How does that work, Daddy?

When I was a little kid (before about three quarters of people now living were born, in other words), technology was macroscopic. I could ask my father how something worked, and most of the time he could answer with what, in retrospect, was reasonable accuracy. (I could ask my mother, but her answer was consistently “Ask your father.”)

The reason he was able to do this is that an observant person could see how something worked. If you stood and watched a machine for a while, you could figure out its theory of operation. You could, if you pondered a bit, see why a particular piece was shaped the way it was. A tour guide in a factory could point to some part of the operation and explain, so a six-year-old could understand, what was happening.

This is no longer the case.
Yesterday, UPS delivered a new camera my wife had ordered. Because she plans to use it to take short movies for her next DVD, she also ordered a spare memory card. Now the camera—a high-definition model—is about the size of a pack of playing cards. The spare memory card is small enough that a spy might swallow it to avoid its discovery. And while this particular card holds 8 gigabytes of data, for a little more money the same size card could hold 32 gigabytes (256 gigabits).

There is nothing in either of these devices that the average dad can explain to the average six-year-old. Yes, I’m sure Wikipedia has articles that explain the technologies and even provide schematic diagrams. But I defy you to visualize—in a way that reflects the reality of how it’s done—how 256 billion bits of information are stored on that memory card or how a factory can produce such a device as reliably and cheaply as it does.

The same can be said for much modern technology. I know how a rotary telephone dial works. I’m okay with a Touch-Tone keypad. But my Droid does things I would not want to have to explain. (Do you really know how GPS navigation works or do you just sort of wave your hands and say plausible-sounding things about satellites whizzing around and the general theory of relativity?)

Now I say this as someone who started programming in numeric machine language in 1962 and who minored in physics and who is familiar with modern programming languages as well. It’s not that I don’t know how to make a computer do what I want it to. But that’s different from satisfying the need to see parts moving in visible space, making things.

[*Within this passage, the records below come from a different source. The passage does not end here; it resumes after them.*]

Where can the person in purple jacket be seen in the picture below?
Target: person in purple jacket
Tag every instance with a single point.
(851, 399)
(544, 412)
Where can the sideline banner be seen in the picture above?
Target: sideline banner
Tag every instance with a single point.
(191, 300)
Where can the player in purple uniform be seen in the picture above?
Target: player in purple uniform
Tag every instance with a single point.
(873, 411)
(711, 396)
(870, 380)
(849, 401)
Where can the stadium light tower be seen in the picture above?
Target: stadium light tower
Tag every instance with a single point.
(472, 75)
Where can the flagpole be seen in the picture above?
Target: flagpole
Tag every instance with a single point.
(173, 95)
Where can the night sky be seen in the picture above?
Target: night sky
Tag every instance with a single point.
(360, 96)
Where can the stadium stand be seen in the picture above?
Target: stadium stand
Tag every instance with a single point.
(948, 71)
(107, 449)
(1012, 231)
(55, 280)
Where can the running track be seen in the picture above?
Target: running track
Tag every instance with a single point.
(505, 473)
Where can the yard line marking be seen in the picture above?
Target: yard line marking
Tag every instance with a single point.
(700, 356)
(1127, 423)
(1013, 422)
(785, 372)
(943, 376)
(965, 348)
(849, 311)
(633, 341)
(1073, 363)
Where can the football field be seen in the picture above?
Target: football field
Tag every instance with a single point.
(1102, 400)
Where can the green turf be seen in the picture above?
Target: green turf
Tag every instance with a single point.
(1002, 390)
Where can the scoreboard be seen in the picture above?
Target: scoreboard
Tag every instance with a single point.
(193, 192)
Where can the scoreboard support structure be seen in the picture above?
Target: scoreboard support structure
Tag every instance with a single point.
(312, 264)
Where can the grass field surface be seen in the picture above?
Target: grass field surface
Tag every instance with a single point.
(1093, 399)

In the natural world, we’ve gone from distinguishing organisms by their appearance and criminals by their fingerprints to distinguishing both groups by their DNA—a molecule whose structure was unknown when I was born.

Every generation faces the struggle to keep up with a changing world.
And every generation looks back at the changes it has seen. My grandparents were born before automobiles or electric lights were invented and they lived to see men walk on the moon.

I’ve heard pundits pontificate about the changes my Boomer generation has witnessed. We grew up with television and were shaped by it. Computers have moved from the periphery to the center of our lives. The Internet has truly changed the way society functions. Social media are enabling whole populations to liberate themselves. Yada yada. All of that may be true. But I think the biggest change in the way we human organisms interact with the world—what has perhaps pushed us further from our cousins in the animal kingdom rather than closer to them—is this shift from seeing the world as filled with things we can see and touch to seeing the world as filled with technology so advanced it is indistinguishable from magic, as Arthur C. Clarke put it.